Here are a few highlights of our ongoing effort to convert an old "big dish" home satellite television receiving station into a fully-steerable
3-meter radio telescope system. Over 40 students have been involved in this
project to date.
Figure 1:
Early work on the project. Left to right:
WKU physics students retrieving the 10-foot satellite dish in Summer 2016, a
student studying the original mount system in Spring 2017, and a Summer 2017
engineering model of the original mount, which was unable to point at all
desired celestial targets and thus required upgrading.
Figure 2:
Some WKU student teams who have worked to convert the satellite dish system
into a proper radio telescope.
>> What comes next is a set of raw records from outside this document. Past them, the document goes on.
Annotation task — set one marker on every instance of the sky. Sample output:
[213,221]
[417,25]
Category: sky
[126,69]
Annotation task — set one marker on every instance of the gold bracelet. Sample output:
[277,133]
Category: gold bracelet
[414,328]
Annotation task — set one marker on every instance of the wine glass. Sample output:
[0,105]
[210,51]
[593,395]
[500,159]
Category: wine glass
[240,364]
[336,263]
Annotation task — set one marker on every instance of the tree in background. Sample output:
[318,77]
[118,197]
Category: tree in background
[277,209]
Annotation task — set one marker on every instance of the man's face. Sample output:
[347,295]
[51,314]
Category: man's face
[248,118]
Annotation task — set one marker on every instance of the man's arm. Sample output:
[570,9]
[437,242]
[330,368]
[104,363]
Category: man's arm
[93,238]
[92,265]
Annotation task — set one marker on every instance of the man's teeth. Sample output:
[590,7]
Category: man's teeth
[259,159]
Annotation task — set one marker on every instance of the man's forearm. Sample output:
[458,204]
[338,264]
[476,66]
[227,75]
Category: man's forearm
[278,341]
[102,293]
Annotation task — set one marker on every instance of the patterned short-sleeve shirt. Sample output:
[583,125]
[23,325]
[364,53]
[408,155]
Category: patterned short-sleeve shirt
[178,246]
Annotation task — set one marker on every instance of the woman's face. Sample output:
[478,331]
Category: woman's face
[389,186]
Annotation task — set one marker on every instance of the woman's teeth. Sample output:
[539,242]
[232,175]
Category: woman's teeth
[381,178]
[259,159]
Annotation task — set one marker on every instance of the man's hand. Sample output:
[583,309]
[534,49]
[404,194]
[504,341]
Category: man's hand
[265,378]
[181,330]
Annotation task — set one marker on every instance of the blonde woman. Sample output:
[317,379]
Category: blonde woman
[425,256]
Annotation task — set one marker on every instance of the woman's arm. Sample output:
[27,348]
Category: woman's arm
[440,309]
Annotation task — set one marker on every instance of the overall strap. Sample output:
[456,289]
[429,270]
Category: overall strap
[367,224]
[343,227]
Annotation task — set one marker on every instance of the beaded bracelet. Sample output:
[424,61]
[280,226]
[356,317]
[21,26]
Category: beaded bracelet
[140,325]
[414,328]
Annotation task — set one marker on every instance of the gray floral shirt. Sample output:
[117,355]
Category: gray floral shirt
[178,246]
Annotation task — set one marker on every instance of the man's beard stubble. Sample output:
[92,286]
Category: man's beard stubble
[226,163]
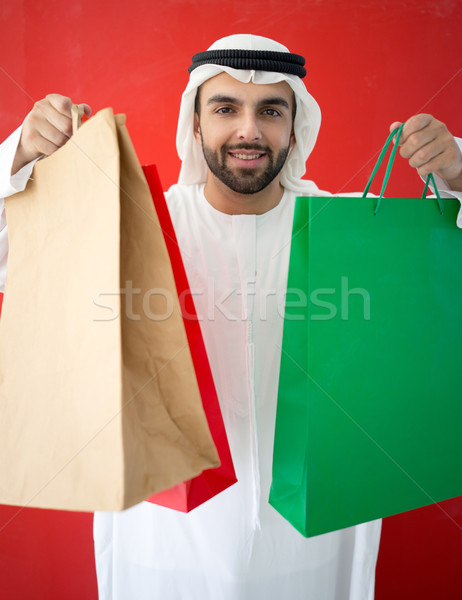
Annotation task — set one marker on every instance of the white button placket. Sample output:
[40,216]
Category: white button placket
[245,238]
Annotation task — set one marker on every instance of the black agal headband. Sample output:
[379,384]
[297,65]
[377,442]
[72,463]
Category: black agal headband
[258,60]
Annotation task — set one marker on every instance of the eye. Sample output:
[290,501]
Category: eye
[224,110]
[271,112]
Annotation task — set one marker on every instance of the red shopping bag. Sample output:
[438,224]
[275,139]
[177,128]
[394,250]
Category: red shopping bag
[186,496]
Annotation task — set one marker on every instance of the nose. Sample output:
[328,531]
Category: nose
[248,127]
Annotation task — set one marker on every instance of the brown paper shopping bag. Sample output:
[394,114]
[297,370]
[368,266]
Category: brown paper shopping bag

Left to right: Engineering azimuth axis
design team (with faculty advisors), Fall 2018; Physics motor control and
receiver interface teams, Spring 2019; Engineering azimuth axis build team,
Summer 2019
Figure 3:
Mechanical engineering design work from Spring 2020. Left to
right: Full model of redesigned mechanical system (now able to point
anywhere in the sky); altitude axis assembly; motor enclosure and
counterweights.
Figure 4:
A few 2020-2021 activities,
left to right:
Bench test of drive motor control system;
disk-shaped L-band ``patch'' antenna feed, of possible use for detecting
hydrogen gas clouds drifting between the stars in our galaxy;
patch feed on 6-foot test dish;
field survey of very low frequency waves from distant lightning storms.
Figure 5:
Some 2021-2022 activities,
left to right:
Software-defined radio receiver test (using public FM broadcast band);
full tabletop test of C-band receiver with battery power (to be used on the
radio telescope to detect the Sun, planets, old supernovas, and distant
galaxies);
field test of full receiver system at WKU's Bell Observatory.
Figure 6:
Subsequent receiver work, 2022-2023,
left to right:
Radio frequency interference check at the WKU Agriculture and Reseach Educaton
Center (a.k.a., the ``Ag Farm''), a possible telescope site;
experimental ``coffee-can'' feed for L-band reception;
modifying the coffee-can feed probe antenna.
Figure 7:
Telescope hardware work, 2022-2023,
left to right:
Schematic diagram for locally-designed circuit board to handle axis angle
encoder data to track telescope pointing on sky;
axis encoder interface board printed from WKU design;
dual-shaft altitude-axis gearbox (blue) to control telescope pointing angle
above the horizon, standing next to 3-D printed model (red) made at WKU to
ensure design compatibility with other hardware.